Guardianships and conservatorships in Florida are similar court rulings. They differ in that guardianship tends to be for persons under the age of 18. Conservatorships, on the other hand, tend to be put in place for adults. Anytime someone is unable to manage an estate he or she owns, the courts will choose a guardian or conservator for this role. A conservatorship has pros and cons that are based on each specific case. Oftentimes, the cons never come to fruition.
When it’s necessary
Conservatorships are useful when they’re necessary. A person who sustains a brain injury may lose the ability to handle his or her own money. A conservator, in this case, checks on this person to ensure that his or her basic needs are met. Additionally, when such a person wants money, the conservator must decide to grant or deny the request.
When it’s overboard
Some conservatorships, in rare cases, are executed for people who don’t entirely need them. Such instances can be stressful for the person relying on the conservator. The conservator assigned to a specific person may be extreme, resulting in the conservatee being abused. A judge will have to make a ruling regarding this.

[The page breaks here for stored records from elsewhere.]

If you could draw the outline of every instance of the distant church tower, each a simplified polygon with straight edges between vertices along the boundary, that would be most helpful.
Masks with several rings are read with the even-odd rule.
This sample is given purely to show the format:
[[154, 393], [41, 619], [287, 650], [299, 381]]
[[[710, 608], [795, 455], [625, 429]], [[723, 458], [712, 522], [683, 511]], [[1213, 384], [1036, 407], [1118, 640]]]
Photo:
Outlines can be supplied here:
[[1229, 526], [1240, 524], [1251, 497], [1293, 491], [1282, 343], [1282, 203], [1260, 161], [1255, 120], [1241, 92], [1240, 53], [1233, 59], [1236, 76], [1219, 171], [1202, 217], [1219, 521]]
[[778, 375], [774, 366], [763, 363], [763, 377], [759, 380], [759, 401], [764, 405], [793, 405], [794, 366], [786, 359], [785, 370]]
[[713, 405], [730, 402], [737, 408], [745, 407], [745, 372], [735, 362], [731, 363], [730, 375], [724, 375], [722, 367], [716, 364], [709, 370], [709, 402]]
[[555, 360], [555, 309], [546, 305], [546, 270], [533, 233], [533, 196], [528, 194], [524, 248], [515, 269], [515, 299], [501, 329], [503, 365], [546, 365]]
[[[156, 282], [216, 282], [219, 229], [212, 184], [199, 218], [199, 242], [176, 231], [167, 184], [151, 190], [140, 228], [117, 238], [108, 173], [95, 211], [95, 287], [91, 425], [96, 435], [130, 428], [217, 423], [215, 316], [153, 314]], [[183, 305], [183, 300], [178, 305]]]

It manages, yet exposes, assets
Conservatorships, when set in the right conditions, can ensure that someone’s assets are protected. Conservatorships don’t all remain active indefinitely. Those who need temporary assistance in handling their money will find their money intact later. However, it is possible for a conservator to use his or her fiduciary role to benefit him or herself.
Conservatorships in Florida
A conservatorship can be activated against the will of a conservatee. A judge’s ruling, however, doesn’t suggest that this gives puts a conservatee at a disadvantage. Making sure that these arrangements are effective is about, ultimately, holding the conservator accountable.